# New wheels.....



## I'm tired of my usernamee (Feb 16, 2004)

Im in the market for some new rims. Budget is about 1600. I want a good looking, light rim, peferably 16 inch. Color doesnt really matter as long as its not pink, but would perfer a bronze color. BTW- this will be on a 200sx SER, so dont say B14 wheels please, they are ok but, I want something a bit different.


----------



## konfuzion3 (Sep 17, 2004)

Gram Lites or Konig Helium... :thumbup:
The bad thing is, the Helium only come in 15's, 17's, and 19's. This is what my car used to look like with the 17" Konig Helium...


----------



## 1CLNB14 (Apr 30, 2002)

Step up to 17's and roll these


----------



## Zac (Mar 10, 2004)

BBS RG-F=12.8 lbs and forged
Gram Lights 57 Pro








Gram Lights 57C (have these on my car)
Kosei K1 (probably the cheapest good wheel money can buy)
SSR Competetion (8lbs in 15 inch size, 11 in 16) <--this is a hella good wheel.


----------



## wickedsr20 (Aug 8, 2002)

Zac said:


> SSR Competetion (8lbs in 15 inch size, 11 in 16) <--this is a hella good wheel.


I was going to recommend these. I love SSR wheels. Excellent quality.
Pricey, but worth it. You may have to push the budget up just a lil bit for those rims and tires.


----------



## Michael G. (Jul 23, 2005)

what would be the best cheap rims for a sentra 98'. I don't want to lower the car but i want it to look cool. something silver or black would be cool.


----------



## wes (Apr 30, 2002)

Michael G. said:


> what would be the best cheap rims for a sentra 98'. I don't want to lower the car but i want it to look cool. something silver or black would be cool.


Cannot answer without a budget for wheels and tires.


----------



## I'm tired of my usernamee (Feb 16, 2004)

well I was looking at Rotas for the whole bang for the buck, and the fact that they are great looking as well.

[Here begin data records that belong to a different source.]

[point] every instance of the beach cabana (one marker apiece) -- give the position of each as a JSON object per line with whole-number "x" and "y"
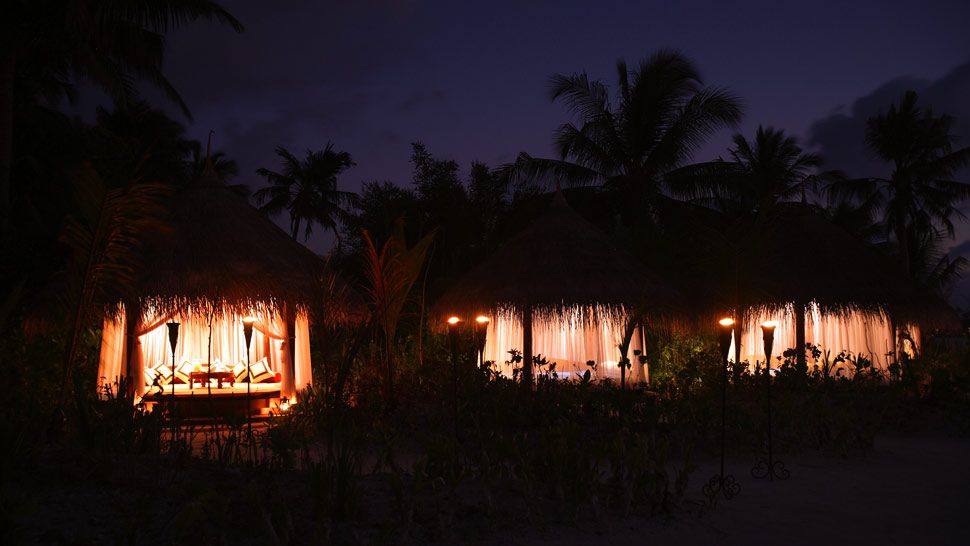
{"x": 221, "y": 264}
{"x": 560, "y": 288}
{"x": 818, "y": 282}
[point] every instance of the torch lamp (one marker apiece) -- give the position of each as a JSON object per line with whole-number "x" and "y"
{"x": 248, "y": 334}
{"x": 481, "y": 328}
{"x": 768, "y": 335}
{"x": 721, "y": 485}
{"x": 453, "y": 324}
{"x": 173, "y": 339}
{"x": 769, "y": 468}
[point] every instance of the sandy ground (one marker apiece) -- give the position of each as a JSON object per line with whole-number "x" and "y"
{"x": 907, "y": 491}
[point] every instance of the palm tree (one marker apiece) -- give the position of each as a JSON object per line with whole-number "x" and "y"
{"x": 769, "y": 170}
{"x": 919, "y": 198}
{"x": 47, "y": 46}
{"x": 103, "y": 238}
{"x": 661, "y": 114}
{"x": 307, "y": 190}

But Ive decided to swap my Konig Rush wheels and get them sandblasted and remove all the knicks and have them done in bronze. I figured that they would look good with a paintjob of semigloss black. Thanks for the suggestions. Im actually looking into the SSR's now, for poosible future replacement.


----------



## I'm tired of my usernamee (Feb 16, 2004)

heres the wheels as they are in progress... I really like this color. I think that it will look good with the low gloss black its being painted, like Mikes car. Though I cant decide if I want the car painted the low black or the stock Platinum Silver. I would like suggestions as to what color to paint as I really like both. I would make a poll but Im too lazy....


----------



## I'm tired of my usernamee (Feb 16, 2004)

well heres the rims finished. The car is filty though, but this is one of my favorite pics of them.


----------



## Sentrixx (Apr 30, 2002)

I'm tired of my username said:


> well heres the rims finished. The car is filty though, but this is one of my favorite pics of them.


 wow........ those came out..lol...wow... Nice!


----------



## pete? (Jul 6, 2004)

what paint did you use?


----------



## I'm tired of my usernamee (Feb 16, 2004)

duplicolor bronze. I completly sandblasted it down and removed all the nicks and scratches as well.


----------